A questi atti Lukashenko ha risposto con modalità particolarmente infide: dal giugno 2021 la Bielorussia ha iniziato a organizzare voli e trasferimenti interni per agevolare il transito di migranti verso l’UE, dapprima verso la Lituania e poi verso la Lettonia e la Polonia. Le Compagnie aeree organizzano voli dalla Turchia, dagli Emirati Arabi Uniti, promettendo facili ingressi in Europa dalla porta bielorussa, per emigranti che in maggior parte sono formati da cittadini iracheni, afghani e siriani.

A questa pressione crescente, la Polonia, che spesso costruisce il suo “europeismo” sulla storica funzione – e sulla retorica – di baluardo dalle invasioni dall’est, ha risposto con la forza armata: Varsavia ha dislocato 12mila uomini alle frontiere con la Bielorussia, ha dichiarato lo stato di emergenza nella zona, chiudendo ogni accesso alla zona di confine a giornalisti e osservatori e ha avviato una politica di respingimenti forzati che colpisce indiscriminatamente ogni migrante o richiedente asilo che si affaccia a quella frontiera. Nel contempo, mentre si presenta come baluardo della “fortezza Europa” e costruisce barriere di filo spinato, Varsavia rifiuta ogni aiuto operativo dell’Unione (le offerte di personale Frontex sono state respinte), anche per non dare nessuno spazio negoziale alla esistente polemica con l’UE sullo stato di diritto e sulla superiorità della legislazione UE su quella nazionale.

Quella mostrata dalla Polonia potrebbe essere definita l’Europa dell’emergenza, quella dei respingimenti generalizzati, della morte del diritto di asilo, quella muscolare che in fondo piace a tanti sovranisti, quella che permette di coalizzare consenso interno. Facendo un paragone storico non troppo azzardato, il governo Morawiecki oggi somiglia al governo Skadkowski dell’agosto 1939, quello che mentre temeva Hitler non voleva alcuna presenza, né francese, né britannica, né sovietica (come dargli torto in questo caso) sul suo territorio.

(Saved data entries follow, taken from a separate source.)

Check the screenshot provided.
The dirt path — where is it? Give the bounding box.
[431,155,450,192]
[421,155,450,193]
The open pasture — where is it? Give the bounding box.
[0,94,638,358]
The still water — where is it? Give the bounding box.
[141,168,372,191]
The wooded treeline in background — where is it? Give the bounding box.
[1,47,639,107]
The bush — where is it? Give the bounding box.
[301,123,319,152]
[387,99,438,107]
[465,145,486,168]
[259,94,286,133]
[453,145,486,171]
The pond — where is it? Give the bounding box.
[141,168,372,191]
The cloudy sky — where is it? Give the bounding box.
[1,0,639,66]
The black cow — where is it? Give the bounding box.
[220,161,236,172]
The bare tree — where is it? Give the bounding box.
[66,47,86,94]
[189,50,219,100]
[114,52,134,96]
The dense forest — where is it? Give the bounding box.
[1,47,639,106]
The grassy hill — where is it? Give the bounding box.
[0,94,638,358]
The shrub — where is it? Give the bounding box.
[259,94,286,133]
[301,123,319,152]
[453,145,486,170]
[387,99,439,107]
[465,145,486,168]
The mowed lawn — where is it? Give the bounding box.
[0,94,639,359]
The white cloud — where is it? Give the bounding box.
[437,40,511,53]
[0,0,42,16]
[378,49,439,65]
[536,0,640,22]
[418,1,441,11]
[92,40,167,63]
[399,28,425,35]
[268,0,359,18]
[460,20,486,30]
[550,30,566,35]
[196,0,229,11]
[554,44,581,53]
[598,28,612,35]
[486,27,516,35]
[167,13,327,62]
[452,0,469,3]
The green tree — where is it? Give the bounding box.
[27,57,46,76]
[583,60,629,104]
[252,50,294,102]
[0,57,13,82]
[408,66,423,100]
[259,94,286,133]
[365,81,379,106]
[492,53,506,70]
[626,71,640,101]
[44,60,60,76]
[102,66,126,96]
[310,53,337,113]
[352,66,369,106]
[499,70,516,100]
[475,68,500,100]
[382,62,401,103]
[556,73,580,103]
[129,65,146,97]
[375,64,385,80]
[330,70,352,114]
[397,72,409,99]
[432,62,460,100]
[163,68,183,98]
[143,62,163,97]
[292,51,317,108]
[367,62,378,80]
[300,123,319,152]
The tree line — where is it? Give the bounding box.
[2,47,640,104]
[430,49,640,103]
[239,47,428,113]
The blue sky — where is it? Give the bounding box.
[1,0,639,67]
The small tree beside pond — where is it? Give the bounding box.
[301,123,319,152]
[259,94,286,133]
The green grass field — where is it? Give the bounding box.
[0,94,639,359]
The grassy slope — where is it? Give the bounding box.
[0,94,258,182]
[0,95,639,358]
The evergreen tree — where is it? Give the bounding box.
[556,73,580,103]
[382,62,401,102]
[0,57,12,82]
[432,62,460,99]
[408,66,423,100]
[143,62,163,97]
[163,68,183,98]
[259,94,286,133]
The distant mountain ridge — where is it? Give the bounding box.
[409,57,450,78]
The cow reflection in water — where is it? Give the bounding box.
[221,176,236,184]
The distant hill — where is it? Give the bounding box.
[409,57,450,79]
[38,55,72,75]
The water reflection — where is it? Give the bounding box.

Il persistente mito del “facciamo da soli, siamo la grande Polonia” ma, stavolta, in salsa europea.

Ma che dire dell’altra Europa, quella che moltiplica le sanzioni ma non riesce a concretizzare una linea comune sul problema che, alla fine, domina la scena, quello dei migranti? Quante volte abbiamo assistito ad accordi sulla pelle di quei disperati che oggi Polonia e Bielorussia trattano come bersagli da poligono e che ieri la Turchia veniva pagata dall’UE per trattare come pacchi postali?

Ci piace questa seconda Europa? Questa è la migliore alleata della Russia, convitato di pietra sulla scena, che dosa ogni intervento per vedere quanto questo conflitto “ibrido”, a “bassa intensità”, può servire a testare le capacità reattive della NATO, ma non dobbiamo mai dimenticare che sono persone quelle che costituiscono l’oggetto di questo conflitto. Persone che potrebbero essere difese solo da una terza Europa, non quella degli interessi nazionalistici agguerriti e tendenzialmente rissosi; non quella delle chiacchiere costantemente orientate a mettere insieme opportunismo e, di nuovo, interessi nazionali spolverati di umanitarismo. Una terza Europa che si renda conto che una politica estera e una politica di difesa definite con la partecipazione del Parlamento europeo e della Commissione sono ormai drammaticamente necessarie, per superare i veti incrociati all’interno del Consiglio, per dare un senso a una emergenza che in ogni istante può sfuggire di mano alle diplomazie ed essere afferrata dal time-table militare. E allora, forse, sarà troppo tardi.